小林麻央さんと感動ポルノ

以前の投稿で日本テレビの24時間テレビに対する違和感を書きました。そこで出てきた違和感は「感動ポルノ」と表現されています。「感動ポルノ」という言葉を使った、2014年12月に亡くなったコメディアン兼ジャーナリストのStella Young(ステラ・ヤング)氏のTEDでの講演を読んでみてください。

小林麻央さんが病気になってからブログを立ち上げました。このブログの目的は何かはわかりませんが、大変な反響があるようです。しかし、そのブログに対してのいろんな方のコメントは非常に違和感を感じます。24時間テレビで感じた違和感と同じ違和感です。つまり、感動ポルノと同種のものです。みなさん麻央さんのブログを読んだり、かつらを被ってくぼんだ目をした写真を見て、感動し、勇気づけられ、やる気を引き出されているようです。「自分の人生はうまく行っていないけれど、もっとひどい人だっているんだ」と思っているのです。「あんな大変な人もいるんだ」と思っているのです。そのようなコメントが何千件も寄せられているのです。もちろん、同じような病気になり、励ましあうようなコメントを載せている方もいますが、それ以外の人のコメントは実に軽々しく、逆に怖くなってきます。

「私も日々がんばろうという力をもらえました。」「麻央ちゃん、ありがとう。いつも元気をもらってます。」「わぁ~美味しそう。」「まおちゃんのフレンチトースト見たら食べたくなって、今日はいつもよりちょっとだけ早起きして作ってみました。」「麻央さんが幸せな気分になれて、私もとっても嬉しいです!」「麻央さん、いつも輝いていて、とっても素敵です。」「自分を 甘やかして 大いに 良いんですよ~」「ストレスを溜めない事が1番です」「大丈夫、治りますよ。」「まおちゃんから、言葉のお薬を頂きました。」「毎日祈ってます、麻央さんを治してください神様。」「がんばって下さい。私もがんばります。」「今を楽しみましょう!」「ホテルの朝食みたいです」「あなたは皆の希望」「麻央ちゃん、心の声言えて良かったね♪」「絶対!奇跡起こります!病は気から!ですよね!」「絶対大丈夫!麻央さん、奇跡を起こそう!!」

このようなコメントがずらり並びます。どう思いますか?「がんばってほしいな」「治って欲しいな」という気持ちはわかります。私も普通にそう思います。

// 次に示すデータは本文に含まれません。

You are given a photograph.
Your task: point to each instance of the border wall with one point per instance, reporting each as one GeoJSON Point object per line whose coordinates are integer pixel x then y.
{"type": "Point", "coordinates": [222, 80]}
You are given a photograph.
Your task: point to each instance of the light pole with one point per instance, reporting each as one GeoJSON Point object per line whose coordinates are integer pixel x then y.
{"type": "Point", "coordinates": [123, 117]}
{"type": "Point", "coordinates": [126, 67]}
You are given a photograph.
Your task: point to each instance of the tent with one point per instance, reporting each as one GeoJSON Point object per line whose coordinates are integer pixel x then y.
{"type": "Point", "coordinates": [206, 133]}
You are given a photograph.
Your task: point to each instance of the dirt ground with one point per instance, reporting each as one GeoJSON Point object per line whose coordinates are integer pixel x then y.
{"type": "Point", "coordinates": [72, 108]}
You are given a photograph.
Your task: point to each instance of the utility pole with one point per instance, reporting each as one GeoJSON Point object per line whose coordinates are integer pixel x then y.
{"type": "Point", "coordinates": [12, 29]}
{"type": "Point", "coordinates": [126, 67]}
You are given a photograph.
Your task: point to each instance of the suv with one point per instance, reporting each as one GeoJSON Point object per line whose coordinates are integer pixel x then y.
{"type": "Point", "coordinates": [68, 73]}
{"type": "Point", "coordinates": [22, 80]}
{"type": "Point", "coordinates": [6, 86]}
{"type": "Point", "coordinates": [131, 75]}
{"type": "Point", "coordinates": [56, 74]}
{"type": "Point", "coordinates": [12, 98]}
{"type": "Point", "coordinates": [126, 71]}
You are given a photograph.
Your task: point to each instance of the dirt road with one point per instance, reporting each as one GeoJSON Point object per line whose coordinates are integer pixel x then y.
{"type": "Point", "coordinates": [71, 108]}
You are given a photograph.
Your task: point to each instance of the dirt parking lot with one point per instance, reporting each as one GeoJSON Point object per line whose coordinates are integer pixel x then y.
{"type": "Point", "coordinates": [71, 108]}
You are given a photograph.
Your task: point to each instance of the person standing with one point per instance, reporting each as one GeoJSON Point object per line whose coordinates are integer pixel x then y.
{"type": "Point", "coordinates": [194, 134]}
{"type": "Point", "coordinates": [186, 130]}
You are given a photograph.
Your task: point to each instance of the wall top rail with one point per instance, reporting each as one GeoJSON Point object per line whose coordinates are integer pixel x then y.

幼い子供たちのためにも。

しかし、病人が頑張っている姿を見て、力をもらったり、元気をもらったり、正直「?」という感じがします。典型的な感動ポルノです。もしそうであるなら、その方たちは毎日がん患者がいる病院に通えば良い。そうすればどんどん力や元気をもらえるはずですよね?でも、本当にその現場に行けば力や元気なんてもらえません。麻央さんのような年齢の方であったり、もっと小さな子供たちが病気と闘っている。それを見て、自分が元気になったなんて異常な心理でしょう。それをテレビやネットというフィルターを通すとそこに偽物の「感動」が生まれるんです。正直、がん専門の病院に勤務していた時はしんどかったです。心が動かないようにできる限りコントロールしていました。そうしないとこちらが落ち込んでしまいます。患者さんの中には明るく振舞っている方もいっぱいいらっしゃいます。でも、その頑張っている姿を見て、元気づけられたり、力をもらえたりなんて、軽々しくて思えない毎日でした。まして、「今を楽しみましょう!」なんて言えるはずもありません。「奇跡」もほとんど起こらないから「奇跡」です。「奇跡は起こる」と言った時点で、「99.99・・・%は無理だと思うけど、残りの0.00・・・%を信じよう!」と言っているようなものなんです。本人が使うのは問題ありませんが他人が言う「奇跡」という言葉が軽すぎます。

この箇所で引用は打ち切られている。